Jean Bonin conteste publiquement l'interprétation officielle sur la nationalité de Tidjane Thiam, estimant que le président du PDCI se trouve dans une situation d'apatridie.
La controverse sur la nationalité de Tidjane Thiam s'enrichit d'un nouvel épisode. Jean Bonin, juriste ivoirien, vient de publier une analyse critique de la position défendue par le Directeur des Affaires Civiles et Pénales (DACP) lors de sa conférence du 28 avril 2025. Le haut fonctionnaire y affirmait que l'ancien dirigeant du Crédit Suisse avait retrouvé automatiquement sa nationalité ivoirienne après sa renonciation à la nationalité française.
Pour le juriste, cette interprétation ne tient pas la route d'un point de vue strictement légal. « Je ne suis absolument pas d'accord avec votre raisonnement juridique car il ne repose sur aucun fondement juridique, légal ou jurisprudentiel », écrit Bonin dans son analyse. Il pointe notamment les concepts de « nationalité en hibernation » et de « nationalité en dormance » qu'il considère comme des inventions sans base légale.
Une interprétation contestée de la loi
L'argumentaire de Jean Bonin repose d'abord sur une lecture littérale de l'article 48-1 du Code de la nationalité ivoirienne. Cette disposition prévoit que « perd la nationalité ivoirienne, l'ivoirien majeur qui acquiert volontairement une nationalité étrangère, ou qui déclare reconnaître une telle nationalité ». Pour le juriste, le terme « perd » est sans ambiguïté.
« À aucun moment il n'y est fait référence à une quelconque suspension temporaire de la nationalité ivoirienne. Il y est question d'une perte », souligne-t-il. Bonin procède ensuite à une analyse comparative avec le droit français, dont le code de la nationalité a inspiré celui de la Côte d'Ivoire.
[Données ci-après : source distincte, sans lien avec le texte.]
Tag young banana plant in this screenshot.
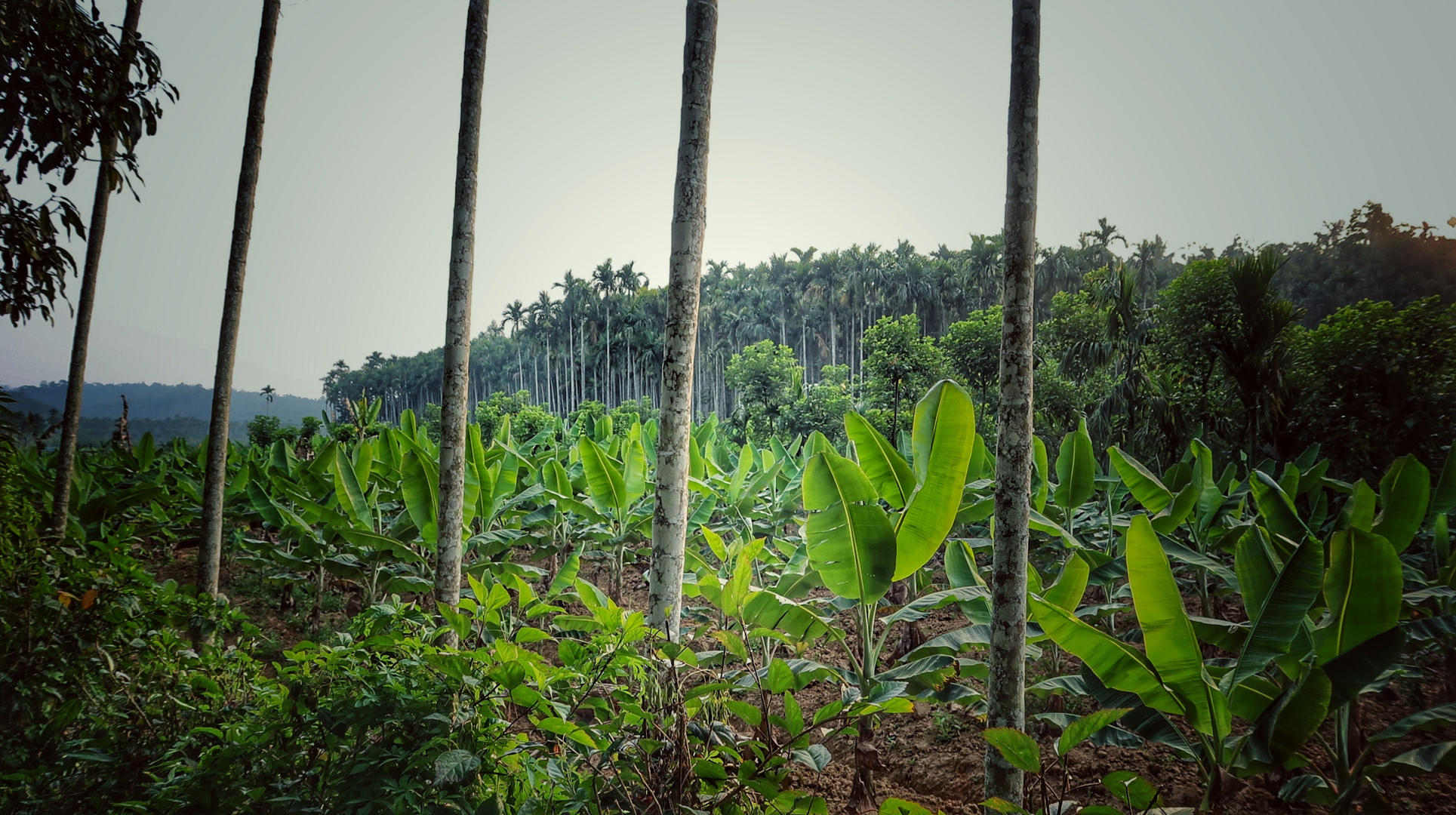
[802,381,983,802]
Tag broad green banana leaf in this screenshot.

Il rappelle qu'en France, « la réintégration dans la nationalité française des personnes qui établissent avoir possédé la qualité de Français résulte d'un décret ou d'une déclaration » et n'est jamais automatique.
Le rejet du parallélisme des formes
Le juriste s'attaque également à l'argument du « parallélisme des formes » avancé par le DACP. Ce principe juridique veut que l'acte juridique soit accompli selon les mêmes formes que celles requises pour son adoption. Mais selon Bonin, il est incorrectement appliqué dans le cas de Thiam.
« Dans un cas, il y a un acte positif d'acquisition par un ivoirien d'une nationalité étrangère qui lui a fait perdre sa nationalité ivoirienne. Dans l'autre cas, il s'agit non pas d'un ivoirien, mais d'un français qui renonce à sa nationalité française », explique-t-il. Pour lui, la renonciation à la nationalité française ne devrait pas automatiquement réactiver une nationalité ivoirienne perdue depuis 1987. Il qualifie cette interprétation de « fakirisme ou de contorsionnisme juridique ».
Jean Bonin appuie son analyse sur des faits concrets. Il rappelle que le PDCI a introduit une demande de certificat de nationalité ivoirienne pour Thiam après sa renonciation à la nationalité française, demande qui a été rejetée par la justice. « Si comme le proclame le DACP, M. Thiam avait retrouvé automatiquement sa nationalité ivoirienne pourquoi alors lui avoir refusé ce certificat de nationalité ? », interroge-t-il.
Pour le juriste, la situation est claire : « d'un strict point de vue de la science juridique, M. Thiam est bel et bien apatride ». Il considère toutefois que cette situation n'est pas imputable aux autorités ivoiriennes mais aux autorités françaises qui ont accepté sa renonciation sans s'assurer qu'il ne deviendrait pas apatride. Bonin suggère finalement une révision de la législation : « une abrogation pure et simple de l'article 48-1 querellé du Code de la nationalité s'impose pour éviter ce type de contorsions juridiques ».